Abstract
Background
Asthmatic patients with chest tightness as their only presenting symptom (chest tightness variant asthma [CTVA]) have clinical characteristics of eosinophilic airway inflammation similar to those of classic asthma (CA); however, whether CTVA has similar response to antiasthma treatment as compared with CA remains unclear.
Objective
The response of 76 CTVA patients to standard asthma treatments with inhaled corticosteroids with long‐acting beta‐agonists was explored in a 52‐week multicenter, prospective, real‐world study.
Results
After 52 weeks of treatment with therapy regimens used for CA, the mean 5‐point Asthma Control Questionnaire (ACQ‐5) score decreased markedly from 1.38(first administration) to 0.71 (52 weeks, mean decrease: 0.674, 95%CI: 0.447‐0.900, P<.001).The mean asthma quality‐of‐life questionnaire (AQLQ) score increased from 5.77 (first administration) to 6.20 (52 weeks, mean increase: 0.441, 95% CI 0.258‐0.625, P<.001). Furthermore, at week 52, FVC, FEV1%, the diurnal variation in PEFand the PD20‐FEV1 were significantly improved. Subgroup analysis revealed that the patients at first administration in the responsive group had higher ACQ‐5 scores than those in the nonresponsive group (P < .05).
Conclusion
In conclusion, patients with CTVA had a good therapeutic response to the guideline‐recommended routine treatment (containing inhaled corticosteroids). The association between the treatment response and the severity of CTVA suggested that CTVA patients with higher ACQ‐5 scores had better therapeutic effects.
Keywords: chest tightness variant asthma, inhaled corticosteroids, long‐acting beta‐agonists, real‐world study
Dear editor,
In 2013, we have reported chest tightness being the only respiratory symptom among 24 asthmatic patients on presentation, 1 and referred to this type of asthma as chest tightness variant asthma (CTVA). Compared with patients with classic asthma (CA) or cough variant asthma (CVA), 2 , 3 patients with CTVA also presented with eosinophilic airway inflammation. However, whether CTVA has similar response to antiasthma treatment as compared with CA remains unclear. We therefore sought to explore the therapeutic response to standard asthma treatments among 76 patients with CTVA in a 52‐week multicenter, prospective, real‐world study.

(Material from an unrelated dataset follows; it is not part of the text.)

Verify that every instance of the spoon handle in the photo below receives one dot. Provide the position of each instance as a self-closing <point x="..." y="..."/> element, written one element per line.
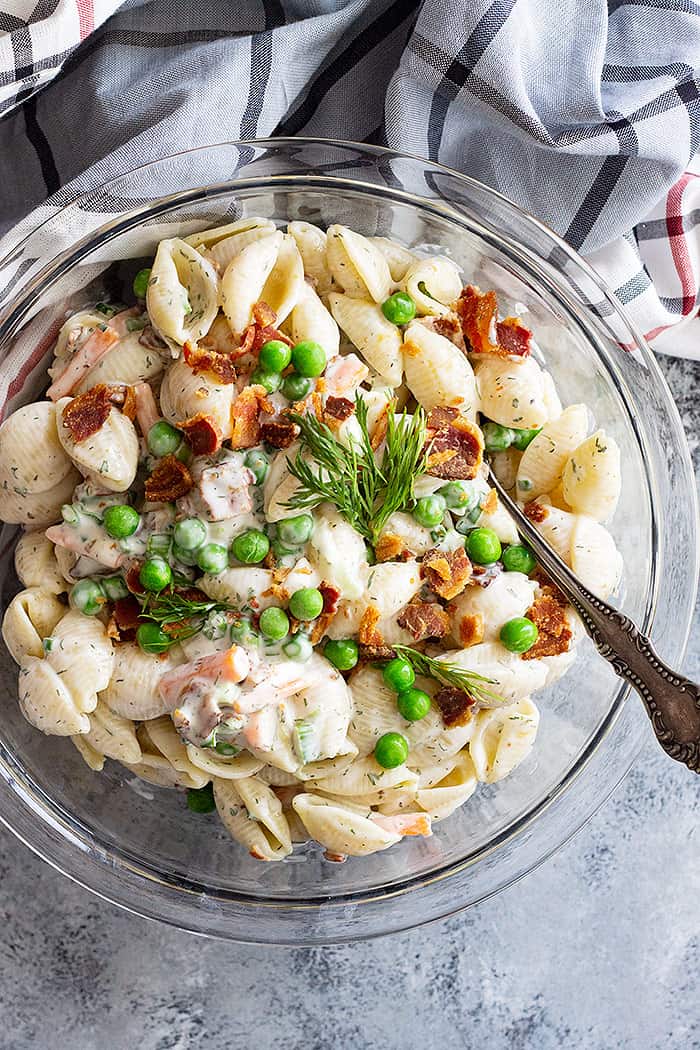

The study was conducted in 16 centers (see Supporting Information) in mainland China. Participants were recruited between April 1, 2015 and March 31, 2018 (Figure 1). We recruited treatment‐naive patients (14‐80 years of age) who had a history of chest tightness for at least 6 months. The definition of CTVA was made based on the chest tightness being the sole symptom and at least one of the following conditions was met: (a) an increase of >12% and >200 mL in forced expiratory volume in 1 s (FEV1) after inhaling salbutamol; (b) airway hyperresponsiveness as evidenced by a positive finding of bronchial provocation test; (c) a weekly variability in diurnal peak expiratory flow (PEF) of greater than 10%; and (d) a marked clinical improvement in response to β2 receptor agonists, with or without inhaled corticosteroids (ICS). All patients were treated with ICS plus long‐acting β2 receptor agonist based on the Global Initiative for Asthma (GINA) guidelines.
FIGURE 1.
Flow chart showing the course of study
ACQ‐5, 5‐item of Asthma Control Questionnaire.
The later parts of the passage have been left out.